Sürdürülebilir ve akıllı köylerden oluşan bu küresel ağ, kakao endüstrisinde döngüsel ekonomi ve karbon nötr amacı için bir varış noktası ve inovasyon merkezi olacaktır. Bu modüler köy, değişim öncülerinin bağlantı kurması, birlikte yaratması, ilham alması ve ortak yaşam alanı oluşturması gibi misyonlarla insanlar için bir sosyal etki yaratacak.
Modüler, Sürdürülebilir, Bağlantılı
Valentino Gareri Atölyesi’nin tasarımı beş temel ilkeyi içermektedir: Her şeyden önce modülerdir, yani genişletilebilir, tekrarlanabilir ve farklı alanlara, boyutlara ve geometrilere uyarlanabilir. Buna ek olarak, tamamen işlevseldir. İçindeki köy, bir kakao işleme, çikolata fabrikası, eğitim ve araştırma merkezi, birlikte yaşama, ortak çalışma ve yerel topluluk için kültürel referans noktası ve bilinçli bir turizm destinasyonu olarak faaliyet gösterecektir.
Aynı zamanda bu atölye sürdürülebilirdir. Çünkü köyün tasarımı, bambu, kereste gibi yerel malzemelerden ve kakao kabuğu atık biyofilamentlerinden yapılmış 3D baskılı yapılardan oluşur. Bu şekilde köy kendi kendine yetebilen otarşik bir kimliğe sahip olur. Proje, aynı zamanda teknoloji destekli, blockchain, IoT ve NFT'lerin kullanılacağı bir alan olarak kurgulanıyor. Son olarak, kakao eko-köyü yerel topluluğa ve geleneklerine bağlı olarak hizmet veriyor.
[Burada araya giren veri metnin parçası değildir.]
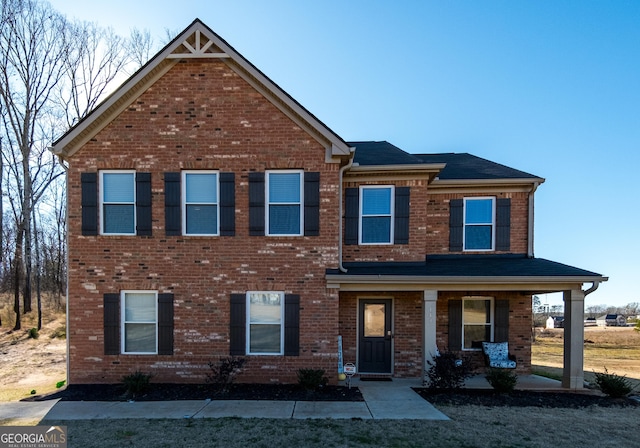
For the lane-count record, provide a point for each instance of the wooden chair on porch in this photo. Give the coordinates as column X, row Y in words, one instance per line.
column 496, row 354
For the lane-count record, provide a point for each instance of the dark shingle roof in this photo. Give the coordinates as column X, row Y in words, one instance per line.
column 469, row 266
column 462, row 166
column 468, row 166
column 382, row 153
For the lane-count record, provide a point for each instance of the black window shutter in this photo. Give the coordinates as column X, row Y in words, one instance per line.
column 312, row 204
column 237, row 325
column 501, row 327
column 455, row 324
column 227, row 204
column 256, row 204
column 351, row 211
column 401, row 224
column 456, row 216
column 172, row 207
column 291, row 325
column 143, row 204
column 89, row 182
column 503, row 224
column 165, row 324
column 111, row 324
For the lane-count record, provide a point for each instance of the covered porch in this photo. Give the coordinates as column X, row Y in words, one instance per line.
column 439, row 277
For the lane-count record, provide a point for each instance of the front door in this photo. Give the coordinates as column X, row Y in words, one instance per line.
column 374, row 351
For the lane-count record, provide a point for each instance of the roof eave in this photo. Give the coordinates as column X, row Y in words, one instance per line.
column 406, row 282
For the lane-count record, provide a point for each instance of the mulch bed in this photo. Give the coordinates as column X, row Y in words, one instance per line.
column 521, row 398
column 170, row 392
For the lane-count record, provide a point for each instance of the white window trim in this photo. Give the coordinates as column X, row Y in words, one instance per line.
column 391, row 214
column 491, row 318
column 268, row 203
column 183, row 201
column 249, row 323
column 123, row 321
column 101, row 196
column 493, row 224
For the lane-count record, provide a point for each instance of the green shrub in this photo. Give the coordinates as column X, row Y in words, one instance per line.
column 312, row 379
column 613, row 385
column 503, row 381
column 137, row 383
column 224, row 372
column 448, row 371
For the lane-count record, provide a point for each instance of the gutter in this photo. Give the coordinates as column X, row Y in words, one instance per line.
column 594, row 286
column 341, row 226
column 530, row 251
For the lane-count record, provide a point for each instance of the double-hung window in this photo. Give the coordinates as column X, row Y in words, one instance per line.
column 477, row 321
column 479, row 223
column 201, row 213
column 265, row 319
column 118, row 200
column 284, row 203
column 139, row 322
column 376, row 214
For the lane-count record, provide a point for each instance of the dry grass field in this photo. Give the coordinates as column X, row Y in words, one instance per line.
column 615, row 348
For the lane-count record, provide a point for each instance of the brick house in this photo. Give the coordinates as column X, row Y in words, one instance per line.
column 210, row 214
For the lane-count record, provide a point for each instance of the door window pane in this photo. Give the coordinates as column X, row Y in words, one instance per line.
column 374, row 320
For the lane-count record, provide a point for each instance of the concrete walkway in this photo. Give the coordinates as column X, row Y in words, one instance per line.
column 382, row 400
Yerel Gelenek ve Kakao Ağaçları
Valentino Gareri, “Döngüsel ekonominin temel ilkelerini o kadar zorladık ki, tüm projenin tasarım felsefesini şekillendirdiler. Çikolata üretim sürecinin sonucu olan kakao atığı, köyün 3 boyutlu baskı bölümleri için yeniden kullanılacaktır. Yani, atık sadece bir kaynağa değil, mimariye de dönüştürülebilecektir. Çok uzak olmayan bir gelecekte, tamamen doğal malzemelerden yapılmış binalar tasarlayabileceğiz ve yaşam döngülerinin sonunda onları geri dönüştürerek ya yenilerini yaratabileceğiz ya da onları doğaya geri döndürebileceğiz.”
Cepheler, çok renkli ekvator evlerinin geniş yelpazesinden ve kakao ağaçlarının renkli meyvelerinden ilham alıyor. Binaların formu ise yağmur suyunun toplanmasını kolaylaştırıyor: Su depoları, şekli yerel Ekvator sanat desenlerinden ilham alan çatılara entegre ediliyor.
İnovasyon Köyünün Erişilebilirliği
Köye yoğun bir bisiklet-yaya bulvarları ağı sağlanıyor. Bunun yanı sıra, şarj istasyonlarının varlığı ile elektrikli araçların kullanımı oldukça teşvik edilirken, araba ve kamyon geçişleri sadece fabrika ve üretim alanı çevresinde sınırlandırılıyor.
Sürdürülebilir ve akıllı altyapının bu yeni varlık sınıfı, çevresel ayak izini azaltmak, geliri artırmak, kaynak bağımlılığını azaltmak ve atıkları en aza indirmek için yaratıcı bir çözüm olarak dairesel bir ekonomi modeli şeklinde kullanılıyor. Yani bu inovasyon köyü, kakao endüstrisinin çevresel ve sosyal etkisi için bir çözüm olarak ortaya çıkıyor.